I've only watched episode one of Squid Game, no spoilers please...

one art please

Part 1

Python

I did this in the slowest way possible, using a list to store all of the coords as tuples that are generate by every vertical or horizontal line, then I created a set from that and every time a count of the list of coords of a value from the set was greater than one, I incremented my counter to produce the result.

Admittedly, I got tripped up with my greater than less than comparisons because I was comparing string representations of ints rather than ints, which produces improper results for the desired use case, as can be seen below:

>>> 10 > 2
True
>>> "10" > "2"
False
>>>

Once I corrected this error, and allowed for 350 seconds for my code to run, I got the right answer. When I do this in go, I'll use my lessons from part 2 to make it work properly.

Go

Finally completed this part on day 8 after helping my friend John try to work through his c# problems for this one. I am now getting just a little bit more accustomed to writing my own functions for things that would be trivial in python. This one also got me more comfortable working in nested maps.

Part 2

Python

Initially, I tried writing this the same was a part 1 so I could beat a friend on a private leaderboard, but I kept hitting memory errors, which I assumed was due to how I was storing coords in a giant list. This was incorrect.

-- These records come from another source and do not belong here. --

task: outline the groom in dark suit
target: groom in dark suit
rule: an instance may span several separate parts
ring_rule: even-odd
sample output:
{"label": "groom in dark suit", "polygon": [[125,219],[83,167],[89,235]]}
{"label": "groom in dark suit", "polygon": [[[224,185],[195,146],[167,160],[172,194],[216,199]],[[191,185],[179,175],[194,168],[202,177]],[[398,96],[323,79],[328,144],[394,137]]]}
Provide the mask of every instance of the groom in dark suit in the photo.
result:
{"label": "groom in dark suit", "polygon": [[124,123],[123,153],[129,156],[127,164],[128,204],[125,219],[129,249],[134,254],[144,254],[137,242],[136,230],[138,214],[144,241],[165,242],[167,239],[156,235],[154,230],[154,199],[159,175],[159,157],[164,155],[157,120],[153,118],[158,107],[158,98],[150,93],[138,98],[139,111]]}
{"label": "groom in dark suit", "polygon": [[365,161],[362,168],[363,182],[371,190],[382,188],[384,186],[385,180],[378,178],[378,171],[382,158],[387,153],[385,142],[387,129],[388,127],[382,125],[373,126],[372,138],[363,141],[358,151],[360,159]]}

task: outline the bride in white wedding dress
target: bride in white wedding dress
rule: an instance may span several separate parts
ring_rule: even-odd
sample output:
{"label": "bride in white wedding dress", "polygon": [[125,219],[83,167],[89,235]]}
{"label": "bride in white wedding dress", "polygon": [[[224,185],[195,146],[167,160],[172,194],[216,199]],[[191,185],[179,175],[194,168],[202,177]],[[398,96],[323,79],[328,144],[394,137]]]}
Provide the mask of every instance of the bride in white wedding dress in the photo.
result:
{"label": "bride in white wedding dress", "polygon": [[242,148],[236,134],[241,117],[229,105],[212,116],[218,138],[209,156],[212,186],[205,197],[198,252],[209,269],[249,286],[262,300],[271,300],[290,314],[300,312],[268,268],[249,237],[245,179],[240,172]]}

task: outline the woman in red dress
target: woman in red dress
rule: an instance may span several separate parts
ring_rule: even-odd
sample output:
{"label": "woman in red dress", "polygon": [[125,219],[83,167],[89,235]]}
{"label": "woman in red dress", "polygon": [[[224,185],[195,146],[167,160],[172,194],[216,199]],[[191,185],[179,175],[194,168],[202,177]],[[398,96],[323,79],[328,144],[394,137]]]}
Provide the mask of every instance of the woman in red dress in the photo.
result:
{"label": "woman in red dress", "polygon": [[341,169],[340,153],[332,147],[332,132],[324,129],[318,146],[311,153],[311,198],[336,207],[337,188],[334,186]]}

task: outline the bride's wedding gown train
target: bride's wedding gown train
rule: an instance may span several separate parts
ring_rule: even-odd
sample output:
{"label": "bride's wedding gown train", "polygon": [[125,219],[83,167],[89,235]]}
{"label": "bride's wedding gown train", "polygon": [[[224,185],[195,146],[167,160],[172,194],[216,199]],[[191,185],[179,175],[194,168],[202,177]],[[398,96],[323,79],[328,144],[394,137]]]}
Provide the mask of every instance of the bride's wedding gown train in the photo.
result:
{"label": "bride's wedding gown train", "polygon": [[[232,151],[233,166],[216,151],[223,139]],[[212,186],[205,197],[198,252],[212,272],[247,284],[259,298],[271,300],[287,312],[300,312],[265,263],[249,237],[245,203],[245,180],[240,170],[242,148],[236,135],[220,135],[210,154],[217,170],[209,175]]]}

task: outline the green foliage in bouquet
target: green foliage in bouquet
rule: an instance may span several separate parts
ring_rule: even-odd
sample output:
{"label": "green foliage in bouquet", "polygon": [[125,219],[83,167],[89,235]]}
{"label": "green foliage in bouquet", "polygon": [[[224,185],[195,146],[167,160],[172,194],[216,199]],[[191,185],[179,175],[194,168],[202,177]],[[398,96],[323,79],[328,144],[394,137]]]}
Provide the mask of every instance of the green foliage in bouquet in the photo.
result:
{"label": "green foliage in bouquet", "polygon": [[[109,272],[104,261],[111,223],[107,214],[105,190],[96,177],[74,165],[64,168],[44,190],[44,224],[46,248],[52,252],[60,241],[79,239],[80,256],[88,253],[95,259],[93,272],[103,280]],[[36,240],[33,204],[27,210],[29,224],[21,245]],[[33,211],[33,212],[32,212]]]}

I was only handling diagonals with increasing slopes...which meant that some of my while loops I was using to calculate those would never end. Oopsie.

The memory error did prompt me to refactor the way I was handling the coods into a dict of form:

d = { '0' : {
              '0' : 0,
              '1' : 0
            },
      '1' : {
              '0' : 0
            }
    }

I saw an example of someone pre-populating the keys with all values 0-1000, but I didn't care for that so I dynamically allocated the keys by looking for them first before writing them.

Go

I completed this using all of my logic from P1 and just adding in a function to check diagonals. Pretty straight forward with the lessons learned from my Python P2.